Thanks for the review, I also missed one or two things from you last
one, but I haven't forgotten them.

 On Wed, 25 Jul 2018 16:56:45 +0530
Gautham R Shenoy  wrote:

> Hello Nicholas,
> 
> On Sat, Jul 21, 2018 at 02:29:24PM +1000, Nicholas Piggin wrote:
> > Reimplement Book3S idle code to C, in the powernv platform code.
> > Assembly stubs are used to save and restore the stack frame and
> > non-volatile GPRs before going to idle, but these are small and
> > mostly agnostic to microarchitecture implementation details.
> > 
> > The optimisation where EC=ESL=0 idle modes did not have to save
> > GPRs or mtmsrd L=0 is restored, because it's simple to do.
> > 
> > Idle wakeup no longer uses the ->cpu_restore call to reinit SPRs,
> > but saves and restores them all explicitly.

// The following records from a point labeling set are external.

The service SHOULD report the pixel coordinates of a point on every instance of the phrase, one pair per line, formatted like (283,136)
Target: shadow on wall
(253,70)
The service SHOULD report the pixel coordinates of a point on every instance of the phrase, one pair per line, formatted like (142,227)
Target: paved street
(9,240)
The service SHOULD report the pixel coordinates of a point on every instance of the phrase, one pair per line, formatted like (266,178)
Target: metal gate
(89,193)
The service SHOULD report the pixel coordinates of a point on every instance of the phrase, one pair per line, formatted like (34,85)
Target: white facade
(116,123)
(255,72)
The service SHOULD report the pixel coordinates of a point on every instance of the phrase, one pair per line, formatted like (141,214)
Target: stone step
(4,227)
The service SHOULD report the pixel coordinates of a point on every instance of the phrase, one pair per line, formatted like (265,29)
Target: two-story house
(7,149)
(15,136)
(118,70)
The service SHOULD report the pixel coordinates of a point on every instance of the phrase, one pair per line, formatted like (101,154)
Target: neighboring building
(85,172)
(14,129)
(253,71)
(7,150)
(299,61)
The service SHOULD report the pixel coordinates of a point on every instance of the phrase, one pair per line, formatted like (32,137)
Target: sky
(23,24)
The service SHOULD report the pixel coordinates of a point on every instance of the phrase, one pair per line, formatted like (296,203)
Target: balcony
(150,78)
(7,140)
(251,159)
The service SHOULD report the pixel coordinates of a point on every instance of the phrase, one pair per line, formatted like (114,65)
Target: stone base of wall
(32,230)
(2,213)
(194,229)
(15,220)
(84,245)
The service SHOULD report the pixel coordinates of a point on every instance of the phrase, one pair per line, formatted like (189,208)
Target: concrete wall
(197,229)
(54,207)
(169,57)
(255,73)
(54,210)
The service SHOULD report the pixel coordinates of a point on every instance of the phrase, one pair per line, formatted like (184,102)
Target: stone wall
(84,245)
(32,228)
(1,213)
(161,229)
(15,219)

This can easily be
> > extended to tracking the set of system-wide SPRs that do not have
> > to be saved each time.
> > 
> > Moving the HMI, SPR, OPAL, locking, etc. to C is the only real
> > way this stuff will cope with non-trivial new CPU implementation
> > details, firmware changes, etc., without becoming unmaintainable.
> > 
> > Since RFC v1:
> > - Now tested and working with POWER9 hash and radix.
> > - KVM support added. This took a bit of work to untangle and might
> >   still have some issues, but POWER9 seems to work including hash on
> >   radix with dependent threads mode.
> > - This snowballed a bit because of KVM and other details making it
> >   not feasible to leave POWER7/8 code alone. That's only half done
> >   at the moment.
> > - So far this trades about 800 lines of asm for 500 of C. With POWER7/8
> >   support done it might be another hundred or so lines of C.
> > 
> > Would appreciate any feedback on the approach in particular the
> > significantly different (and hopefully cleaner) KVM approach.  
> 
> 
> I have reviewed the C-code movement from idle_book3s.S to
> powernv/idle.c. Some comments on that part of the code inline.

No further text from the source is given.